[nycbug-talk] Scary Ubuntu privacy junk

Edward Capriolo edlinuxguru at gmail.com
Thu Nov 1 23:48:31 EDT 2012

I was surprised to learn that libraries like the quartz scheduler have
phone home code built in. We had it running on a server with no outbound
and saw activity.

On Thursday, November 1, 2012, Fabian Keil <freebsd-listen at fabiankeil.de>
> Pete Wright <pete at nomadlogic.org> wrote:
>> On 10/31/12 10:10 PM, George Rosamond wrote:
>> > On 11/01/12 00:42, David Lawson wrote:
>> >> The Quantal release version of the Amazon lens encrypts the queries,
>> >> though the beta version did not.  It also anonymizes the queries
>> >> prior to Amazon seeing them, which has always been the case to the
>> >> best of my knowledge.  Mark has addressed both of those points on his
>> >> blog.
>> > Oh, he certainly does address it.
>> >
>> > markshuttleworth.com/archives/1182
>> >
>> > I especially like replies to "Why are you telling Amazon what I am
>> > searching for?"
>> >
>> > ..."Ern, we have root."
>> >
>> > Great way to inspire people to use OSS, aint it?  "I have root on your
>> > box so screw you."
>> >
>> > "Preserving anonymity" by trusting that project is laughable, at best.
>> > Anonymity is not preserved by trust or policy, it's preserved *by
>> > design*.  Look at Tor, GPG, etc.
>> >
>> > And it takes little statistical hacking to deanonymize data like that.
>> > Give an Amazon your IP and queries, and it's not anonymous.  Remember
>> > the "anonymized" AOL data a few years back?
>> this whole debacle was pretty interesting to me - esp the initial
>> reaction/disregard for privacy from shuttleworth.
>> regarding anonymizing data that is actively being mined - it really is a
>> loaded term.  In Germany for example, you can't store IP addresses and
>> associate them with cookies(1) if the user requests so.
> Actually you (legally) need the user's consent.
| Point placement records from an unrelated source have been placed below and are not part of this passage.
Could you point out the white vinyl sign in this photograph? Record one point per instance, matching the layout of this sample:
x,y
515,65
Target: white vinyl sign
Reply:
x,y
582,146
Of course you are also
> obligated to allow users who consented to the data mining in the past
> to opt-out again, but users who never gave consent in the first place
> do not have to request anything (§4 I BDSG).
> The referenced article is grossly misleading, probably because they didn't
> get their information from the actual law, but trusted a (ridiculous)
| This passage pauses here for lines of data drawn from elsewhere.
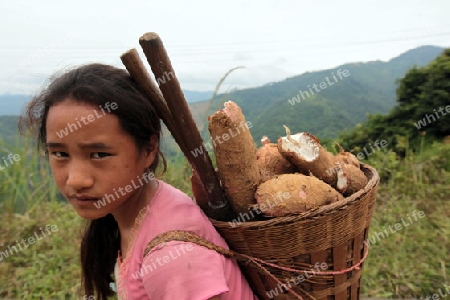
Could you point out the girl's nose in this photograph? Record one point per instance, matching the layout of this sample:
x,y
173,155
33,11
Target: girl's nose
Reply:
x,y
79,178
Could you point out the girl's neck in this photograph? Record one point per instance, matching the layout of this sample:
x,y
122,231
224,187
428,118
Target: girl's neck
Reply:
x,y
126,214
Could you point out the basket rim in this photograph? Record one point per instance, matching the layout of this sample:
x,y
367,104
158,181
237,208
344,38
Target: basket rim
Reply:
x,y
372,183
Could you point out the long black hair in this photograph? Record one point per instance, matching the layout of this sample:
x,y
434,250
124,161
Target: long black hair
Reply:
x,y
97,84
> press release of the "data protection authority of the German federal
> state of Hamburg", which has no authority to decide under which conditions
> the use of "Google Analytics" is lawful in Germany.
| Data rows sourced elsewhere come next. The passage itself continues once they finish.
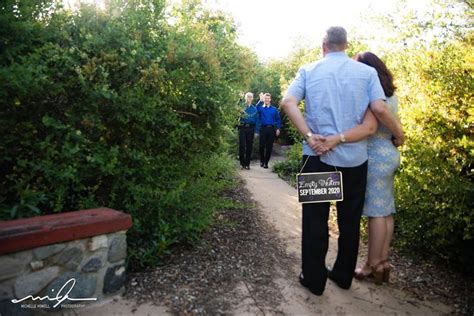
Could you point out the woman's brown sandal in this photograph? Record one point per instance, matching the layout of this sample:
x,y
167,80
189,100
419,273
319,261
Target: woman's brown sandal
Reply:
x,y
376,271
386,270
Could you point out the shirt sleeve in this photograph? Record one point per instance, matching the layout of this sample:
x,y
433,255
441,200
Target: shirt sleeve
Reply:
x,y
297,87
375,87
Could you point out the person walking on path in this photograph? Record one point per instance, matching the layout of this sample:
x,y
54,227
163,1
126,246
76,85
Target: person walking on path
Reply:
x,y
248,121
337,92
270,124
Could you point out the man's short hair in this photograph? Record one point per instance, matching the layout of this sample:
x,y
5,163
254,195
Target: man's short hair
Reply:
x,y
336,38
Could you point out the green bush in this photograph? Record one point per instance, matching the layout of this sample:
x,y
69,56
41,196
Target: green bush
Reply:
x,y
435,190
124,108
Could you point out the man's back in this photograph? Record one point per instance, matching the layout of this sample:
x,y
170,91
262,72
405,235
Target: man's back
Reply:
x,y
337,91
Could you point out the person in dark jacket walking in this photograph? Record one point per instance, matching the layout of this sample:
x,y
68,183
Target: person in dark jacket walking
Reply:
x,y
270,124
248,121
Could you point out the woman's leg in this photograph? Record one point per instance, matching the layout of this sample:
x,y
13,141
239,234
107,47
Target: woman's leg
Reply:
x,y
377,233
389,222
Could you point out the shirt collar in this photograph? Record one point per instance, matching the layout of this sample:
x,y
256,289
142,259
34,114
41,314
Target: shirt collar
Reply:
x,y
336,54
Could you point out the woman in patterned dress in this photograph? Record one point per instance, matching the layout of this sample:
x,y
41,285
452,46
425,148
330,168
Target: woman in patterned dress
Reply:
x,y
379,205
383,160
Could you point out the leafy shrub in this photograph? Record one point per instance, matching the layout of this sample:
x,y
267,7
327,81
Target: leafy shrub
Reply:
x,y
124,108
435,190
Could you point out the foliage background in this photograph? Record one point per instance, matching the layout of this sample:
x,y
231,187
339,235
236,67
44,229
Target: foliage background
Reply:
x,y
134,108
128,108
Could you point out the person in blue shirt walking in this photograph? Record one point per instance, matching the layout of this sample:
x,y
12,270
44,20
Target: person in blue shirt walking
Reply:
x,y
337,91
248,121
270,124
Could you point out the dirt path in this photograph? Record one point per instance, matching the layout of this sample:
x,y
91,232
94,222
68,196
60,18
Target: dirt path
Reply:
x,y
247,263
278,201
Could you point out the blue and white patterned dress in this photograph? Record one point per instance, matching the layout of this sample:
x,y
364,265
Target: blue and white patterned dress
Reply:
x,y
384,159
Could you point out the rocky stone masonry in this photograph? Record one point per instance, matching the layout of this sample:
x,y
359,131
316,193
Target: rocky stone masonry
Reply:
x,y
83,265
97,264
>>                                                          Yet once an
>> adnetwork has dropped a cookie on your system the IP is almost a moot
>> point, they can deduce your geolocation and mine your browsing habbits
>> w/o a full IP address.
> This isn't really a loop hole, though, because it requires consent as
> The main problem with the German (and European) privacy laws is that they
> are rarely enforced and thus there's no strong incentive to respect them.